After Prohibition, the federal government created the three-tier system of alcohol distribution to minimize collusion, prevent widespread alcohol abuse and, most important, to make money for itself. There's the supplier, which releases a given spirit; the distributor, the middle-man between supplier and seller; and the seller, who sells that spirit to buyers. Buyers range from bars and restaurants to consumers like you and me. (We don't count as a tier.)
Sellers are privately operated but heavily supervised state liquor agencies. "The state dictates the wholesale price of liquor as well as the allowable margins," explains one industry insider, who asked to remain anonymous. "Minotti's [Wine & Spirits] makes 3 percent on liquor sales to bars and restaurants and 6 percent to consumers, just like everyone else." As a result, most liquor agencies are cash-only to avoid credit card processing fees, and there's little incentive for them to be customer-friendly. That's not to suggest that the liquor sales business is small potatoes; it's anything but.
"Solon Wine and Liquor shut down a few months ago because Giant Eagle paid them to the tune of $2 million," the insider told me. "They even bought out the remainder of their 20-year lease." Why pay to be players in an admittedly low-margin game? Simple: Giant Eagle isn't trying to make money on booze. "They know that someone who comes into their store to buy liquor is also going to buy food, and that's a game they already know how to win."

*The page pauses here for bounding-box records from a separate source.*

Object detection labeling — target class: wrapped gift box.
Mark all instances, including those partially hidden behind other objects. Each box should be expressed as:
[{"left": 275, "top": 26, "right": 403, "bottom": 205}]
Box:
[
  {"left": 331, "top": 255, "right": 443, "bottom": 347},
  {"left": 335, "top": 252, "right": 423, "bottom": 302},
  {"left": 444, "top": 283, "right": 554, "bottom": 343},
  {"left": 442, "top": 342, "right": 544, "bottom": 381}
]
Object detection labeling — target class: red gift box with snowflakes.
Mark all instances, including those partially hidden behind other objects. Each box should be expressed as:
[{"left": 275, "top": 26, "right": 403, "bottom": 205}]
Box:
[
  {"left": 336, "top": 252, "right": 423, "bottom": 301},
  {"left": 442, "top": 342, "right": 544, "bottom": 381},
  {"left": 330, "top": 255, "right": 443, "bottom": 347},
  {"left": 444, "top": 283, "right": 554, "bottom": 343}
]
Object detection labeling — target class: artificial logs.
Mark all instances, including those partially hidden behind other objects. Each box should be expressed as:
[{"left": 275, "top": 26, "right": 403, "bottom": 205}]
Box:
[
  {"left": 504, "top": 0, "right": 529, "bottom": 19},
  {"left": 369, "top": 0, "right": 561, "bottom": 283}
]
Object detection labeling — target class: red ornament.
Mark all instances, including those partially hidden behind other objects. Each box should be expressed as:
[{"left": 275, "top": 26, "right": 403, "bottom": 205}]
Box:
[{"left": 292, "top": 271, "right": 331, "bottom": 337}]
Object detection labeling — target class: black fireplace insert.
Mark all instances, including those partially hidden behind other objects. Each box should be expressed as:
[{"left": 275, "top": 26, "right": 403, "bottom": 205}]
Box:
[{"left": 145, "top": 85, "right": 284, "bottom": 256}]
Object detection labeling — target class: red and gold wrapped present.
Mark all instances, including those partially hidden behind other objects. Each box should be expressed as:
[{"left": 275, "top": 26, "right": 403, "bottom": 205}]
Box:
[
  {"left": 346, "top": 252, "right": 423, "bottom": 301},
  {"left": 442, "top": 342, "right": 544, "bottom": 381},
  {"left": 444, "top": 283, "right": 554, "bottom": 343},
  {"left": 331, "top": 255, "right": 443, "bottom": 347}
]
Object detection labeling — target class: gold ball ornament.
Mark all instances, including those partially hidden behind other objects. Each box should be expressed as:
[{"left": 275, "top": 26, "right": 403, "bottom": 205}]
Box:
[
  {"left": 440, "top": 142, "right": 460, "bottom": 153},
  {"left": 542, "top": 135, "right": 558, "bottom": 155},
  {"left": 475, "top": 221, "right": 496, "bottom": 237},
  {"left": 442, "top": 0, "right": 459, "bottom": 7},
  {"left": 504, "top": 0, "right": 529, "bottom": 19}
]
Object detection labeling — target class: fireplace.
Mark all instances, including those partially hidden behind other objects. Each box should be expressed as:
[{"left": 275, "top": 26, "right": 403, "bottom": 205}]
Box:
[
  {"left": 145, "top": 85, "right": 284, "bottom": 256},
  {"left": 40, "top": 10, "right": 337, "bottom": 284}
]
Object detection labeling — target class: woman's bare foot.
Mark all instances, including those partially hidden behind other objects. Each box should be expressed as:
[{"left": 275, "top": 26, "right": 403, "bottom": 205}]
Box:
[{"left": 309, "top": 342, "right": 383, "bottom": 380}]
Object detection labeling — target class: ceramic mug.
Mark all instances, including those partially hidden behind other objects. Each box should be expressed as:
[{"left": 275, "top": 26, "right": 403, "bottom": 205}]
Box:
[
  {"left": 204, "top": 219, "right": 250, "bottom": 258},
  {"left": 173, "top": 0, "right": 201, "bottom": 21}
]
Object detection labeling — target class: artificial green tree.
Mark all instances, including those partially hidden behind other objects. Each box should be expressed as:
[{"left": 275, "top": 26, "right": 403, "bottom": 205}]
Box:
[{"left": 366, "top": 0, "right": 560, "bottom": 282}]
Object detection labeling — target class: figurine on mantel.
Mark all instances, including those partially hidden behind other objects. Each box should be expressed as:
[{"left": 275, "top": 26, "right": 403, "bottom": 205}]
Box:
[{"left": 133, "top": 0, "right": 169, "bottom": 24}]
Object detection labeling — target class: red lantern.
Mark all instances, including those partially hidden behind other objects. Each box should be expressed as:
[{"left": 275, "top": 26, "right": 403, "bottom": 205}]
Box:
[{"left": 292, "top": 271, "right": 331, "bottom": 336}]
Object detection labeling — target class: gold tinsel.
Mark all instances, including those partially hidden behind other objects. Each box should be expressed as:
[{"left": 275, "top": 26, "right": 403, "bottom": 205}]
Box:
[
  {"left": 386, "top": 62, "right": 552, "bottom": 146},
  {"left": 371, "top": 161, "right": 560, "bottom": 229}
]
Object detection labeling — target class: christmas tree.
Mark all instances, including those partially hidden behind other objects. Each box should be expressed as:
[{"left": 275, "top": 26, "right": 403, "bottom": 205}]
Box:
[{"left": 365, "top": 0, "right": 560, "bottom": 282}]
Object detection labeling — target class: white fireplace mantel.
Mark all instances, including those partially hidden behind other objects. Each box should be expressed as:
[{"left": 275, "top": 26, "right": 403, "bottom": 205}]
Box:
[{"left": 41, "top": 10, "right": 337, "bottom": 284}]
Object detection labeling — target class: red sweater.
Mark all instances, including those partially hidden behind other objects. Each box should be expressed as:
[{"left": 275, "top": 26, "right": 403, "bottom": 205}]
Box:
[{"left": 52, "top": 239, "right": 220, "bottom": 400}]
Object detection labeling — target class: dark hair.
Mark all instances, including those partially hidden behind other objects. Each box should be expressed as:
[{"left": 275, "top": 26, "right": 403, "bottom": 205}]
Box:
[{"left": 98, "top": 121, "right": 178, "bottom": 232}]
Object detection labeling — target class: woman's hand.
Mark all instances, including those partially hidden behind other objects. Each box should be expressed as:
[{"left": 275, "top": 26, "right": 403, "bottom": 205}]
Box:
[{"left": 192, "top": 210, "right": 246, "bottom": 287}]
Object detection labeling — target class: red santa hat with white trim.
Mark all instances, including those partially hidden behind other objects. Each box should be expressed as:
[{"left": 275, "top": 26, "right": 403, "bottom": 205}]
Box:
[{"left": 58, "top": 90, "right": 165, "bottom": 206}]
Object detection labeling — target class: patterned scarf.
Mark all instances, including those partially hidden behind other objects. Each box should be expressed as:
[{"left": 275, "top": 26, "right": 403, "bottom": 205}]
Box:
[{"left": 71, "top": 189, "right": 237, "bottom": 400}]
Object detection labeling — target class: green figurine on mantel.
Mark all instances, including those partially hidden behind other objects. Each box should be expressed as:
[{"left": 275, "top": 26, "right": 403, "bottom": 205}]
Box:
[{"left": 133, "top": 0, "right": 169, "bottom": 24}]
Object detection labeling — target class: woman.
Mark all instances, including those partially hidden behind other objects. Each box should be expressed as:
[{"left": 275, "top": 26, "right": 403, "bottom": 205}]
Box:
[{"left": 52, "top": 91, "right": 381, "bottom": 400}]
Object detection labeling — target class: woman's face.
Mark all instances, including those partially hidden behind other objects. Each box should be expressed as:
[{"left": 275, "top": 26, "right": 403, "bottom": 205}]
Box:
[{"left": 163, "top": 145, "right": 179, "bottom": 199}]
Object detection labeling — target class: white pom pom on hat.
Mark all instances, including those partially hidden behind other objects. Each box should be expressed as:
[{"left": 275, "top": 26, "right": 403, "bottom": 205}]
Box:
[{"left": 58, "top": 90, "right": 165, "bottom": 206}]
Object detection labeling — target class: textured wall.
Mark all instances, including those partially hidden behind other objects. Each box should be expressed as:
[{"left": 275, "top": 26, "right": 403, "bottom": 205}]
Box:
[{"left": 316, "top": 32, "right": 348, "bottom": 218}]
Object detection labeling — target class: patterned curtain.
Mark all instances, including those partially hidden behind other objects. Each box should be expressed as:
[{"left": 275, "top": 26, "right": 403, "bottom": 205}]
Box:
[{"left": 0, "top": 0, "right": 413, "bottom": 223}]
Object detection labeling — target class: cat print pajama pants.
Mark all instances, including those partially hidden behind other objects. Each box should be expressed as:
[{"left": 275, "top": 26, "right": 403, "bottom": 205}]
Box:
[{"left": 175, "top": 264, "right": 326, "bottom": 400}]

Some states, like Ohio, function as both the seller and the distributor. They're called control states. Because the federal government prohibits suppliers and buyers from doing business directly, and because the state has bigger fish to fry, there's need for yet another party in the equation to manage relationships: the sales rep. Sales reps represent the marketing interests of the supplier. They set out to educate and influence buyers, who in turn ask sellers to carry a specific product, who then ask the state to bring that product in. Sales reps facilitate demand.
Playing the Game
The massive collection of hard-to-find bourbons at SOHO Kitchen in Ohio City is a triumph of perseverance. When a small amount of Sazerac 6-Year-Old Rye was accidentally released into the state last year, some immediately showed up on SOHO's back bar.
"I primarily read [state trade publication] Tavern News to stay on top of what's out there, and then I annoy the shit out of the folks at Bank Street Wine and Liquor on West 6th until they order it," says chef-owner Nolan Konkoski. "This is a lot of work, and anyone can do it. But most people don't."
Asked about his relationship to sales reps, who will often tip off buyers when a rare spirit is about to be made available, Konkoski says, "Sales reps pay a lot of money to the state to see who's buying what. And while I certainly know a few, we don't do enough volume here to garner much attention."
He's talking about buying power, and in the local liquor game, nobody has more of it than Winking Lizard. The Old Rip Van Winkle Distillery will be releasing its extremely limited Pappy Van Winkle line of bourbons to Ohio this month, and when they do, most of our region's allotment will go directly to Winking Lizard's Lizardville brand, according to my source.
"There's a legal gray area in which a supplier can, in effect, allocate product to a specific buyer," the source explained. "They usually clue people all the way up the chain when product is going to be hitting the state's loading docks, and the buyers and their liquor agencies time their orders accordingly."
I spoke to Bank Street Wine and Liquor this week, which hopes to order a case of each Van Winkle in the line as soon as they become available — a case, in this instance, being just three bottles.
"I guess we'll have to just keep playing the game and hope to make the right relationships to get the rarer stuff," Konkoski sighs.
The three tier system was meant to discourage collusion, but practically speaking, it has only discouraged small players like SOHO from participating in it. Maybe it's time we started asking our elected officials why places like the Winking Lizard get to buy Pappy Van Winkle while the rest of us don't.